Introduction

Project Overview and Purpose

Every developer has faced the challenge of diving into an unfamiliar codebase - trying to untangle dependencies, understand architectural decisions, and figure out “how does this all work together?” For our class project, we set out to address this universal pain point by creating a Code Analysis Agent tool that makes sense of complex Python codebases through the power of AI. By combining language models with graph databases, we’ve developed a system that can “read” code the way humans do, identifying relationships between components and allowing developers to ask natural questions about structure and functionality.

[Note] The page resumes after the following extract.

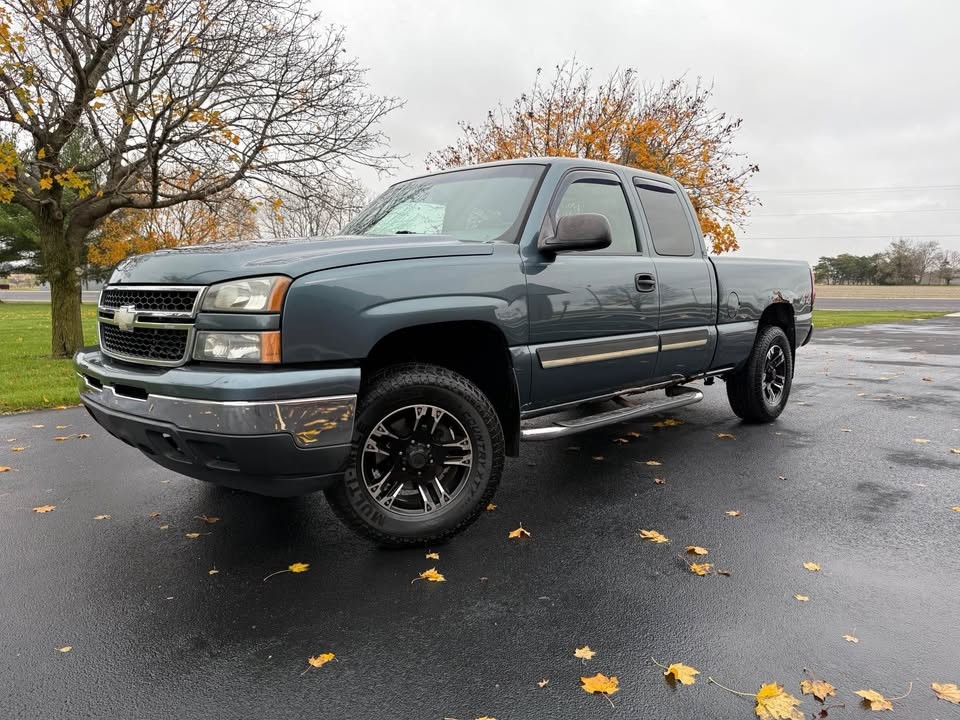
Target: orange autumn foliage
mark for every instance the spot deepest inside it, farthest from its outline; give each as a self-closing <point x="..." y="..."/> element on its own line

The Code Analysis Agent functions as an intelligent code exploration assistant, transforming source code into queryable knowledge graphs. By applying natural language processing to code elements, it creates semantic representations that capture the architecture, dependencies, and functional relationships within a codebase. This approach enables developers to gain insights through conversational queries rather than manual code traversal, significantly reducing the cognitive load of understanding unfamiliar or complex projects.

Key Features

The Code Analysis Agent offers several core capabilities:

  • It automatically analyzes Python codebases by parsing files and generating graphs that capture semantic relationships between modules, classes, and functions.
  • It employs a multi-agent reasoning architecture built with LangGraph, enabling dynamic selection between micro-level (fine-grained) and macro-level (high-level) analysis workflows.
  • It provides interactive visualizations, including relationship graphs and mermaid diagrams, to present architectural information in a digestible format.
  • It allows users to query the codebase using natural language, returning LLM-generated explanations, semantic paths, or visual summaries depending on the request.

These features combine to offer both depth and flexibility, making code exploration faster, more structured, and more accessible.

Technologies Used

The system integrates several modern AI and graph-based technologies:

  • LangGraph is used to build the agentic workflow, allowing the system to dynamically route user queries to the appropriate analysis tools.
  • Neo4j serves as the backend graph database, storing semantic relationships extracted from the codebase.
  • Streamlit provides a lightweight, interactive web interface that guides users through repository ingestion, analysis, and querying.
  • OpenAI GPT-4.1-mini acts as the primary language model for natural language understanding, Cypher query generation, and RAG-based retrieval.

Together, these technologies enable the Code Analysis Agent to operate at both a structural and semantic level, offering users a unified and intelligent code exploration experience.